BECKLEY, WV (LOOTPRESS) – The West Virginia Institute of Technology has announced that it will be hosting the Otis K. Rice Lecture series for its 14th year with a speaking engagement this week.
On Thursday, WVU Professor of History and author of, “Wheeling’s Polonia: Reconstructing Polish Community in a West Virginia Steel Town,” Dr. William Hal Gorby will present his discussion, “Reconstructing the History of Immigrant Communities in West Virginia.”

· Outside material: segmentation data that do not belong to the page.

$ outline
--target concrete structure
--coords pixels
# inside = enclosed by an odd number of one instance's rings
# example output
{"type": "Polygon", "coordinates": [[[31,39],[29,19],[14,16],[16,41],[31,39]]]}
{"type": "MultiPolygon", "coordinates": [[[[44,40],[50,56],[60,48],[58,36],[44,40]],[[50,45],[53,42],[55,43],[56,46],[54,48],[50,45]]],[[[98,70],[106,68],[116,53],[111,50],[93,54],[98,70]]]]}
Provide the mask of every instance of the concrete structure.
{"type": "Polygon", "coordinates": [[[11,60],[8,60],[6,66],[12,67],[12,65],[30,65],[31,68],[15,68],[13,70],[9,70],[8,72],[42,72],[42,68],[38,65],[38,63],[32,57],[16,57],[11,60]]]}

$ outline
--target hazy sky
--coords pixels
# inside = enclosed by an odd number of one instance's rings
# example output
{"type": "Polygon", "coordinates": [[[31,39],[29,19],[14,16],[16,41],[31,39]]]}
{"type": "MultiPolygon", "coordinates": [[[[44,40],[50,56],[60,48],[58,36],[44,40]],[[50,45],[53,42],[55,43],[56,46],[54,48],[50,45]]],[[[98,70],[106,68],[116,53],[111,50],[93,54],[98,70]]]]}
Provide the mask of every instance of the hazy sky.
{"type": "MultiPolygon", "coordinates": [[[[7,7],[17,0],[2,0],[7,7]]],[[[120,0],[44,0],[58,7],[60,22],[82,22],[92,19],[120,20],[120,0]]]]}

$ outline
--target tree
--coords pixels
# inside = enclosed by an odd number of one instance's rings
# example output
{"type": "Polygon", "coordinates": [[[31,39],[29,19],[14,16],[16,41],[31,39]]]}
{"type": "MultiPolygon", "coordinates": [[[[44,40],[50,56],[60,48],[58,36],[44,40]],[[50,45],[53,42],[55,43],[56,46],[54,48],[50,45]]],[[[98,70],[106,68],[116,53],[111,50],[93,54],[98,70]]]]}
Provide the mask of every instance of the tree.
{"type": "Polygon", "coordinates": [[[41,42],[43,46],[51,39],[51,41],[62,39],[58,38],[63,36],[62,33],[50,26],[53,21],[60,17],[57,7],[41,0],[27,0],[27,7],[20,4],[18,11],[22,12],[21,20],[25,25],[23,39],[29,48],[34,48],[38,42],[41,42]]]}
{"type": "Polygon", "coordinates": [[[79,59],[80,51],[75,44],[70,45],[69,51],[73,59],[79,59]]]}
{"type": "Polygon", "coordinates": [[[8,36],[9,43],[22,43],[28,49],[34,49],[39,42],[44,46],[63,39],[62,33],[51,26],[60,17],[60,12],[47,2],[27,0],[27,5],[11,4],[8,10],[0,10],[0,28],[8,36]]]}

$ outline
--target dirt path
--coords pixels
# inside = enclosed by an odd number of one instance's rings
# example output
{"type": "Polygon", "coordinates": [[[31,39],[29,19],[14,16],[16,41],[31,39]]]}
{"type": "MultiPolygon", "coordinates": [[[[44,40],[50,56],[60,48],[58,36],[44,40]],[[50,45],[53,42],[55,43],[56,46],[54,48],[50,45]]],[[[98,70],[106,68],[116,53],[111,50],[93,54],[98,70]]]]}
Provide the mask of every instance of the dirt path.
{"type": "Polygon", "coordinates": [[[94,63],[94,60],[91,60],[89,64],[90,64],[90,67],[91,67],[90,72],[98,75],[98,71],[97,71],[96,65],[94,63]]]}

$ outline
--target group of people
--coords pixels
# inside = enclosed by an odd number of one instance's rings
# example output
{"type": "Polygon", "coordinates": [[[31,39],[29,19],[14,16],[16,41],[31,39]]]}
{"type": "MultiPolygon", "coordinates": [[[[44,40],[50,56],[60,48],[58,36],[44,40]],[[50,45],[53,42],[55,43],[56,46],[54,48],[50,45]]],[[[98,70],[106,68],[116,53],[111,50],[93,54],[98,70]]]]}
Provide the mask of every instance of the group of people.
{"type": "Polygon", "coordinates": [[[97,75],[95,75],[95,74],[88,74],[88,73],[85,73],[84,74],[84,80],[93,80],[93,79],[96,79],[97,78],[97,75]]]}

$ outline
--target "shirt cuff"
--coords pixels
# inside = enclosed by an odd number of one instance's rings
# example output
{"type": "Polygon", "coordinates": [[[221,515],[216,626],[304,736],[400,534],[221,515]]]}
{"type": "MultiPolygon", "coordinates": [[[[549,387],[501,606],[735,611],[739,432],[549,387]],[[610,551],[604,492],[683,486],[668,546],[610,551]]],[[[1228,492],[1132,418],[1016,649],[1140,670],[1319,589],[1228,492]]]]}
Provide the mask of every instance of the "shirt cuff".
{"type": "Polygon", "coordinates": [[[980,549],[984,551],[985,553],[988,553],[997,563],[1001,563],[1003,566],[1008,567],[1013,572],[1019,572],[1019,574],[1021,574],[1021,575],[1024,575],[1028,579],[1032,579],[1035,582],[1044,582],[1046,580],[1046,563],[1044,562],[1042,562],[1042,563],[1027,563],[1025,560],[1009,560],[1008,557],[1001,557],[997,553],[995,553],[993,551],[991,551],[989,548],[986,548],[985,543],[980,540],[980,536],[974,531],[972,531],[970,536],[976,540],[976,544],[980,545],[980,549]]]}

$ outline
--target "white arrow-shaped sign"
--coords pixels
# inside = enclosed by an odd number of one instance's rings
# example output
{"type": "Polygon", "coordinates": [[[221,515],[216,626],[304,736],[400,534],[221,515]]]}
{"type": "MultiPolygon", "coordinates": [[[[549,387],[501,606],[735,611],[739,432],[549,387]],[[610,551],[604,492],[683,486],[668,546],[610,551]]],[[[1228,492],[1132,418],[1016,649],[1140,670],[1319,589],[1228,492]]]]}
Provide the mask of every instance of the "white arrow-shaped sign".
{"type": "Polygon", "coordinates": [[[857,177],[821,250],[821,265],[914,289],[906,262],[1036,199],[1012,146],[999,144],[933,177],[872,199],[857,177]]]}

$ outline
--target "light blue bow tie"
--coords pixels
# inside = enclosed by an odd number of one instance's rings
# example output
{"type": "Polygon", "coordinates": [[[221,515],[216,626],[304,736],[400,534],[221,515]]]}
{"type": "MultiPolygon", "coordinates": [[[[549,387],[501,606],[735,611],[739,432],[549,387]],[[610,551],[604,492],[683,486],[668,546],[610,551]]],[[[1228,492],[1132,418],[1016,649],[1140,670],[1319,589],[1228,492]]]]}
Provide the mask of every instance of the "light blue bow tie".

“During the period of the Mountain State’s rapid industrialization over 100 years ago, thousands of immigrants arrived to work in the coal mines, timber camps, and mill towns. They left an indelible social and cultural history, which is often under-appreciated in the state’s general history,” reads a statement from WVU Tech with regard to the lecture. “Dr. William Hal Gorby will discuss the unique working-class history of some of the immigrant communities in the state and as well as the types of sources that can help us uncover this past history, building off his own research.
Dr. Gorby has contributed to various public history projects, having worked for over a year on the PBS American Experience documentary The Mine War and hosting and researching for the podcast “Henry: The Life and Times of Wheeling’s Most Notorious Brewer.”
The lecture will be held at the Carter Hall Auditorium located at 322 South Kanawha Street in Beckley. The event is scheduled for 6:00pm on Thursday, November 14, 2024, and is free and open to the public.
The lecture series, which has been active for nearly a decade and a half, takes its name from Otis K. Rice, the very first West Virginia Historian Laureate who spent the bulk of his career at WVU Tech, serving from 1957 to 1987.
Additional information on this event, as well as other upcoming WVU Tech events, can be found at the WVU Tech website.